Owning a gun should obviously be difficult, with many requirements with most farmers and hunters qualifying, but assault rifles remaining illegal only makes sense. And since we live next door to the country that is totally psycho about guns, stupidly allowing more of them than people for gods' sake, it will always be possible to get hold of one, but unlike drugs, we now know from the example set by the States that we have to clamp down as strongly as possible. Australia actually called in firearms and confiscated them to address a growing problem. That should be brought up more often. It worked.

Of course for practical purposes, tons of guns all over the place has an effect that is the opposite of freedom. I don't think that Canada generally has schools where children have to go through metal detectors, get frisked etc., or schools where actual police officers are constantly on the premises and get used as a backup to disciplinary failure. When the teacher might call the school cop over to handcuff and maybe even arrest your kid for acting out, is that really a whole lot of freedom? More like a police state, no?

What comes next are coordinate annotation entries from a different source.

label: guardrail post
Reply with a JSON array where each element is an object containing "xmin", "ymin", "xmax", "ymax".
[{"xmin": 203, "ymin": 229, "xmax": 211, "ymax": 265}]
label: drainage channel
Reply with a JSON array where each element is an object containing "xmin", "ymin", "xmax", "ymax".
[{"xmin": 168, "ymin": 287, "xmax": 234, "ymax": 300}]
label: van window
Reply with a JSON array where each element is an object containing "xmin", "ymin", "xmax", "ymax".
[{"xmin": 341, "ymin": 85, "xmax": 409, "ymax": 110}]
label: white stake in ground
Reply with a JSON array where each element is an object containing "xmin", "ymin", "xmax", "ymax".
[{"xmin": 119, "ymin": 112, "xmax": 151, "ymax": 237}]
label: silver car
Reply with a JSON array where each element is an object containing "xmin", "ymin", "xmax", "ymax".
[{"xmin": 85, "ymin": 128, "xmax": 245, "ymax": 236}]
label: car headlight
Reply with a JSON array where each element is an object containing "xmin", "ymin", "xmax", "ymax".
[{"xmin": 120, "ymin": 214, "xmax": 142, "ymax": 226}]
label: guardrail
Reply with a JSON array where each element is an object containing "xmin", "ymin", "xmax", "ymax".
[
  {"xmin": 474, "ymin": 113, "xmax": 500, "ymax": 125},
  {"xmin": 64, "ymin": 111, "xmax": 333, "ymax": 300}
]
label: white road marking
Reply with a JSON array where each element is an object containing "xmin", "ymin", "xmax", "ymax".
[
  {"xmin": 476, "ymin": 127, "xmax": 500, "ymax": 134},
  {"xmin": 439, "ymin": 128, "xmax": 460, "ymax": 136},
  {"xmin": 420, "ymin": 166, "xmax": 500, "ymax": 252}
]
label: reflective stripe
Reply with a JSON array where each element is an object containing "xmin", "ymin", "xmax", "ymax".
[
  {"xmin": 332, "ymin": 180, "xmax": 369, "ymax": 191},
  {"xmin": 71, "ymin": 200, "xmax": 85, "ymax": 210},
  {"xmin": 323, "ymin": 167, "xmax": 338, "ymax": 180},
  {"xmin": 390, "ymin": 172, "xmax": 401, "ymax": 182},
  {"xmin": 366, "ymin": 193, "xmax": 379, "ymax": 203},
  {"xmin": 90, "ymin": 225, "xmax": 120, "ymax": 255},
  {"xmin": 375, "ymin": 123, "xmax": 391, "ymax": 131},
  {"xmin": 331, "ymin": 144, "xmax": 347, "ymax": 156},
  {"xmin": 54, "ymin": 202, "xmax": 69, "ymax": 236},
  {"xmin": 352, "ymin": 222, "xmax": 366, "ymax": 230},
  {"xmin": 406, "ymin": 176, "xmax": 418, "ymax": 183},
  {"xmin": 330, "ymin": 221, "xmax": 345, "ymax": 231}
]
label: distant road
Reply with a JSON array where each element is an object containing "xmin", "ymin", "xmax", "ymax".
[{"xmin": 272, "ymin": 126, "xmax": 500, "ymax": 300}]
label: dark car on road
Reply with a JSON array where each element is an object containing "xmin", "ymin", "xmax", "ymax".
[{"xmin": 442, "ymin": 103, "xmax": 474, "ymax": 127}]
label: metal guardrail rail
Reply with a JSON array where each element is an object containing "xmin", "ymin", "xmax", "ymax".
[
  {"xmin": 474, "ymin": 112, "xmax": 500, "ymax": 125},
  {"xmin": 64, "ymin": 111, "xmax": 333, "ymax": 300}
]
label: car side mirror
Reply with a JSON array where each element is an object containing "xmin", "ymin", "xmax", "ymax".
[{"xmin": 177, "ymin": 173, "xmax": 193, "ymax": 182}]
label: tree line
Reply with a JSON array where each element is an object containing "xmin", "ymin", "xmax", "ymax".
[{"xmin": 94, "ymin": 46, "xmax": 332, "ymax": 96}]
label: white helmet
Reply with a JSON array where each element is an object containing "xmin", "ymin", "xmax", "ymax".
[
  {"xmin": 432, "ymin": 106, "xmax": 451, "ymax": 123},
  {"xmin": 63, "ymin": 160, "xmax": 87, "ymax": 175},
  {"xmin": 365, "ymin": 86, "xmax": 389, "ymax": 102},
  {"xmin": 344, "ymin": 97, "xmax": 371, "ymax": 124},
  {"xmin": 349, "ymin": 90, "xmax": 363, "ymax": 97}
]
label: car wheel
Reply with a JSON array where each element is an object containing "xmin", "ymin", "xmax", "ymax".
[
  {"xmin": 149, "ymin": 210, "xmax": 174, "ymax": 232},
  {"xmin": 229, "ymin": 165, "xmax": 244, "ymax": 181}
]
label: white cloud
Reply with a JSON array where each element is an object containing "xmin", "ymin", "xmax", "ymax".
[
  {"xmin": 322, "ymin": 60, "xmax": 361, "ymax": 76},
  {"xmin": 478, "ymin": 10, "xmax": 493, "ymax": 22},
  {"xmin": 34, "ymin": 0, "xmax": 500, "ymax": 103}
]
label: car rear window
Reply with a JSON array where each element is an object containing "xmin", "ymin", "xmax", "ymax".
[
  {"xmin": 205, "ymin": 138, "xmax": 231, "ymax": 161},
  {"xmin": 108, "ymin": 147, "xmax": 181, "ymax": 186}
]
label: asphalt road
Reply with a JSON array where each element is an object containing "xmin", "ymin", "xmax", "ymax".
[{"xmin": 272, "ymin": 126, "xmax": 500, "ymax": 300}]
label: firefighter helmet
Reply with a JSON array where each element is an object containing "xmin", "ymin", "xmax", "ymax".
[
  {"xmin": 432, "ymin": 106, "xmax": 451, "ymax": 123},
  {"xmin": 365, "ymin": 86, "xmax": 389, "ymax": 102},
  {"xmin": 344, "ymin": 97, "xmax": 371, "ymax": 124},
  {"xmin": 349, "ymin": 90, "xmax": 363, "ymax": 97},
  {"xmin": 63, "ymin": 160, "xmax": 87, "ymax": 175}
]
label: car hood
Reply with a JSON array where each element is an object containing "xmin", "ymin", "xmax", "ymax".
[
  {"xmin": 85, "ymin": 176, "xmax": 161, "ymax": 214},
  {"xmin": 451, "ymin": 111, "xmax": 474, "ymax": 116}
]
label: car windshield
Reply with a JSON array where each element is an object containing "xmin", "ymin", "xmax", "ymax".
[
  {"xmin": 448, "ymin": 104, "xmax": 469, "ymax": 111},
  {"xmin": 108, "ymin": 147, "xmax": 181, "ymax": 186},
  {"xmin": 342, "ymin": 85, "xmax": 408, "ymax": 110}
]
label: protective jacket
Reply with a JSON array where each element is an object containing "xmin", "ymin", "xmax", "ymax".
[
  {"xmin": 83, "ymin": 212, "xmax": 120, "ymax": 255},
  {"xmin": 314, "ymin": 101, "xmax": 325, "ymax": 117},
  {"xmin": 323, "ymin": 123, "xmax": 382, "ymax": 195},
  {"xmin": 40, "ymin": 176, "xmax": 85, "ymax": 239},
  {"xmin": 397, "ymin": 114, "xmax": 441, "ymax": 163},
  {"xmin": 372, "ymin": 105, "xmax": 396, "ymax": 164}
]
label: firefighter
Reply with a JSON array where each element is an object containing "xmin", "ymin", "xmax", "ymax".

But that kind of thing is the outcome of the atmosphere of fear that comes from everyone and their kid brother (literally) having guns.

Other English speaking countries like the UK and Australia get along quite well with strict gun control, buybacks, prohibitions. It's time now to do that in Canada. Assault-style weapons have no place in civilized societies..  Asking first responders to pick up pieces of children's bodies so they take DNA to determine identify s too much to ask. Because an Assault-style weapon literally cut those US children to pieces. Tell me again Sheldon Clare, Patrick Brown, and Jason Kenney why 100s of thousands of Canadians need weapons which can humans in half or disfigure them so much you can't identify them. Who are you at war with?